July 1991

Guidelines for Auditing Pediatric Blood Transfusion Practices

Author Affiliations

From the Department of Paediatrics, Hospital for Sick Children, Toronto, Canada (Dr Blanchette); the Department of Pediatrics, Hôpital St Justine, Montreal, Canada (Dr Hume); Louisiana Blood Center, Shreveport (Dr Levy); the Division of Laboratory Medicine, Children's Hospital National Medical Center, Department of Pediatrics and Pathology, George Washington University School of Medicine, Washington, DC (Dr Luban); and the Department of Pathology and Pediatrics, DeGowin Memorial Blood Center, University of Iowa Hospitals and Clinics, Iowa City, Iowa (Dr Strauss).

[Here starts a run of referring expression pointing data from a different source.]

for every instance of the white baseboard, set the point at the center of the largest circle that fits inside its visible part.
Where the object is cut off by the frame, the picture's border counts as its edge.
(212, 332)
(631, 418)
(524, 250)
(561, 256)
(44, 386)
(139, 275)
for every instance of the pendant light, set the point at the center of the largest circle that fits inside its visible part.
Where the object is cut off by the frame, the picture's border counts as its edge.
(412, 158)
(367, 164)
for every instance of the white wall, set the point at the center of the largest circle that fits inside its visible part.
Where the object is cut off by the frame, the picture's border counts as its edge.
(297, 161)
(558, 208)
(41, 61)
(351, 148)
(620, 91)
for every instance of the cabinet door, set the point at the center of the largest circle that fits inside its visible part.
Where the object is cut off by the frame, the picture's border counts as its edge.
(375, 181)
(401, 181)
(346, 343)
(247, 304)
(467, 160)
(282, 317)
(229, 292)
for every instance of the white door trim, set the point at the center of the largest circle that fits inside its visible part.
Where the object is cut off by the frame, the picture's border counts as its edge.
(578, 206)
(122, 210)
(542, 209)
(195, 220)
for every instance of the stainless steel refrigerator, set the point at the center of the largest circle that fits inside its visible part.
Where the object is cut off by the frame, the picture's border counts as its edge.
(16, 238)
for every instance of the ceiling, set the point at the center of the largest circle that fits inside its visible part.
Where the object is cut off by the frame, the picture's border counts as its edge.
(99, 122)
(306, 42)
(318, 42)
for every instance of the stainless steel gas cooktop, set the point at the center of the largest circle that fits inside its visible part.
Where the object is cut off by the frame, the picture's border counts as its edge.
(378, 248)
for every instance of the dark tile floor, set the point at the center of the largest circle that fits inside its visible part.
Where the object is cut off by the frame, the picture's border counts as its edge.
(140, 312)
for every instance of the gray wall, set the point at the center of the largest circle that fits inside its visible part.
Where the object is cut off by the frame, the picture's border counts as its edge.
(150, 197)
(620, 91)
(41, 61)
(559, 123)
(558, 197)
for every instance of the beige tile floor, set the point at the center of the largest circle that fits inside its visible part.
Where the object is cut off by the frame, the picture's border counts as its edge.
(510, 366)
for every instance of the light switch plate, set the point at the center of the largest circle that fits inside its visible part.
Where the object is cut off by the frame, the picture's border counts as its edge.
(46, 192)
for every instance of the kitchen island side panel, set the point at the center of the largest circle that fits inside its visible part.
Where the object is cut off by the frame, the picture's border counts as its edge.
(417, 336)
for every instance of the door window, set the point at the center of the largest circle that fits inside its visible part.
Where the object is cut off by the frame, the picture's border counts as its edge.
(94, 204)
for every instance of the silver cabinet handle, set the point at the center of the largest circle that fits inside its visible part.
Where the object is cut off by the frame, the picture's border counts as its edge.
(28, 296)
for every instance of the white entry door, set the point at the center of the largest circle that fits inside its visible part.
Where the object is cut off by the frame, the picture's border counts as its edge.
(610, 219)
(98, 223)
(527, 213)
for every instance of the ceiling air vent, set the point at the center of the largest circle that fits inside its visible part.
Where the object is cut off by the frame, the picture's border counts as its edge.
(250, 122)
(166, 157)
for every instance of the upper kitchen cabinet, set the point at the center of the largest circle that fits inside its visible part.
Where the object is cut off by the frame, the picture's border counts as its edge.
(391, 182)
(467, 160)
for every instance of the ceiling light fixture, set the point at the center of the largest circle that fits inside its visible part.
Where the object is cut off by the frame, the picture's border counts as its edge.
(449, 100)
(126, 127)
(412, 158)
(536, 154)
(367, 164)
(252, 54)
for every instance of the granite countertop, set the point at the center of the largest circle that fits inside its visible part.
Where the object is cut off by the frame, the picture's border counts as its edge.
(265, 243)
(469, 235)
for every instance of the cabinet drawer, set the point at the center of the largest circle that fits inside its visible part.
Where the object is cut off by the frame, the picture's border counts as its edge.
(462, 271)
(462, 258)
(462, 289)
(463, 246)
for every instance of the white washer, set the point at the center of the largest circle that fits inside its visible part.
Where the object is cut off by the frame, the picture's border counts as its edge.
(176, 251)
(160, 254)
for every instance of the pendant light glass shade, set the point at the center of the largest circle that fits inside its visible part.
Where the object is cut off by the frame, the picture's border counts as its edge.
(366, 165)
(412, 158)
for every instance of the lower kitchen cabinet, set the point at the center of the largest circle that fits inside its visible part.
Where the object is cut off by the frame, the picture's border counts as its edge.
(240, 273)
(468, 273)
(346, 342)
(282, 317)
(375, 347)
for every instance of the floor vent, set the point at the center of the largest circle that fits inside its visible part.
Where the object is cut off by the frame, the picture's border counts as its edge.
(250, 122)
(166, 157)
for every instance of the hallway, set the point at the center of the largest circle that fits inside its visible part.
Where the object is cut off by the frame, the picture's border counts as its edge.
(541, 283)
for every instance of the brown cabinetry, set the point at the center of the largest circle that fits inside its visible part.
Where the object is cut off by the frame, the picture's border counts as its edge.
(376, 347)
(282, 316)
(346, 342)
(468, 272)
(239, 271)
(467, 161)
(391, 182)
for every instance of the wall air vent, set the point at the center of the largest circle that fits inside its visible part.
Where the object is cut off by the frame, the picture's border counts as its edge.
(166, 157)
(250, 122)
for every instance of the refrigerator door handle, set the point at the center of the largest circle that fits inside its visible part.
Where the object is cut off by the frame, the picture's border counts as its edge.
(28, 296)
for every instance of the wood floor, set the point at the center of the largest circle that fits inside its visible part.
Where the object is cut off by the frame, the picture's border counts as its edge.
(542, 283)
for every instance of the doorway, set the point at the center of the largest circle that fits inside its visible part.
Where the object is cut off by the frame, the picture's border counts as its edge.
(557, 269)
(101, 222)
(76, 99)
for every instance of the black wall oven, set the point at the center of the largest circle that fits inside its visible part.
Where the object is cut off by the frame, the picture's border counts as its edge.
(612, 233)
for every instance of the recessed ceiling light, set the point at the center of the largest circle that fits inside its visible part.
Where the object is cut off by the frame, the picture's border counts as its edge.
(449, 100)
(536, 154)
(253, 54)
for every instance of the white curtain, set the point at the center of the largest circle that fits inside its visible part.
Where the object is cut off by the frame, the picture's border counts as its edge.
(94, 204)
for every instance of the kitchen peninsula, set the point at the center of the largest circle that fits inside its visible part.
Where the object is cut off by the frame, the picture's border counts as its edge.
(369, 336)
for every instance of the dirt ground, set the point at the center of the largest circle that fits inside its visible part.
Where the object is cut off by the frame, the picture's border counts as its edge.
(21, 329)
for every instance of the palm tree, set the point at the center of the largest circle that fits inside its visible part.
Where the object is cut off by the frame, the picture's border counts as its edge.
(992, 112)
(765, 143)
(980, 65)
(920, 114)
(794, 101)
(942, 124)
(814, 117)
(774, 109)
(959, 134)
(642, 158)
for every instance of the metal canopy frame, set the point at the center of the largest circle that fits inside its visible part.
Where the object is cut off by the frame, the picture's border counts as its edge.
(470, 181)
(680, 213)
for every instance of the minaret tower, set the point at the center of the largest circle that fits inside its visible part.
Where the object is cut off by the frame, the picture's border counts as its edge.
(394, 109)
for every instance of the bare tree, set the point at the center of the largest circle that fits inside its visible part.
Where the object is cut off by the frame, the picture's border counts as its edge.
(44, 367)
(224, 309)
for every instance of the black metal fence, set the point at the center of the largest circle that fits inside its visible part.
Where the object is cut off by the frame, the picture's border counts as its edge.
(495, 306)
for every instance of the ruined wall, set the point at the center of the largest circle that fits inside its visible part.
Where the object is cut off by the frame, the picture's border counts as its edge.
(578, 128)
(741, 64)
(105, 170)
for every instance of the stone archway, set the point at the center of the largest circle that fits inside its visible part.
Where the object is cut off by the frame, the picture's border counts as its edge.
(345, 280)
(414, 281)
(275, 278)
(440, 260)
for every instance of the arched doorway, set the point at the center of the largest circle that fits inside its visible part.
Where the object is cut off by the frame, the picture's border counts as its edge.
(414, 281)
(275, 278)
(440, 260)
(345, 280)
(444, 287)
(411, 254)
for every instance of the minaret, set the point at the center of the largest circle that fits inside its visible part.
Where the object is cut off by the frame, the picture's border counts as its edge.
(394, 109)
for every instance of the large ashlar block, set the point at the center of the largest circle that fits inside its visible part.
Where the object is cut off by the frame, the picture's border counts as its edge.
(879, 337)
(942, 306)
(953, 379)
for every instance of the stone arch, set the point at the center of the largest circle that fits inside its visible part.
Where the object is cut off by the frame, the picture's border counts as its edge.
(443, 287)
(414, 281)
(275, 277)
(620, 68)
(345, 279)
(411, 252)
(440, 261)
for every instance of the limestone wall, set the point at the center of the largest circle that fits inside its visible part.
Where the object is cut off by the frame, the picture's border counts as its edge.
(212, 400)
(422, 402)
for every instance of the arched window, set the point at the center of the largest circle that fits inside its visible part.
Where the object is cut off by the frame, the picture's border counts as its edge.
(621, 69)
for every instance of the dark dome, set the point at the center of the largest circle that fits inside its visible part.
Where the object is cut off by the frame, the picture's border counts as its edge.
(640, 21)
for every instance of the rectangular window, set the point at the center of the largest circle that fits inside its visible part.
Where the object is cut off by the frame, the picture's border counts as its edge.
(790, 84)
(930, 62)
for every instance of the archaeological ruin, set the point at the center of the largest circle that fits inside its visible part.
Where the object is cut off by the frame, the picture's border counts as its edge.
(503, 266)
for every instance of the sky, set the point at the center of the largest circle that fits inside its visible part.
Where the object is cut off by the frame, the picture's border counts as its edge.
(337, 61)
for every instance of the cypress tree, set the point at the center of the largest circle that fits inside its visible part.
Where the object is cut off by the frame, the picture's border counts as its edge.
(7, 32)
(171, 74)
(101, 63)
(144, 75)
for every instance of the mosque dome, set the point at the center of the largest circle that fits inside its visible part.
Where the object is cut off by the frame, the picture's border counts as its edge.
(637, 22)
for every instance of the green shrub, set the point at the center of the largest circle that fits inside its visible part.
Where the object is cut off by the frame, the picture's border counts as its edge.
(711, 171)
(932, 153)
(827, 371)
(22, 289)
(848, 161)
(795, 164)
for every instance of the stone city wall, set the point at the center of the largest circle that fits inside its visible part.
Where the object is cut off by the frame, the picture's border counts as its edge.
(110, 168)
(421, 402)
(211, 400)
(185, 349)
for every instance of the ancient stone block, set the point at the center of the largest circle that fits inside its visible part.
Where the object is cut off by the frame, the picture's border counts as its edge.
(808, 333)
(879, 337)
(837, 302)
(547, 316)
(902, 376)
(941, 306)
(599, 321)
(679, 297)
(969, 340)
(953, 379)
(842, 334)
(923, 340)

Am J Dis Child. 1991;145(7):782-785. doi:10.1001/archpedi.1991.02160070083027

Although transfusion of blood products is an essential and potentially life-saving measure, not all blood transfusions are beneficial to patients. The associated risks, particularly transfusion-transmitted viral illnesses, such as hepatitis and acquired immunodeficiency syndrome, require that careful consideration be given before a decision is made to transfuse any blood product. Many institutions have established a local committee to monitor transfusion practices and audit such practices regularly. To assist in this task, the Pediatric Hemotherapy Committee of the American Association of Blood Banks has developed guidelines for the conduct of pediatric blood transfusion audits. These guidelines, summarized herein, cover transfusion of red blood cells, platelets, white blood cells, fresh-frozen plasma, albumin, and clotting concentrates. The use of cytomegalovirus low-risk and irradiated blood products is also discussed. Throughout the report, special attention is given to the transfusion needs of newborn infants.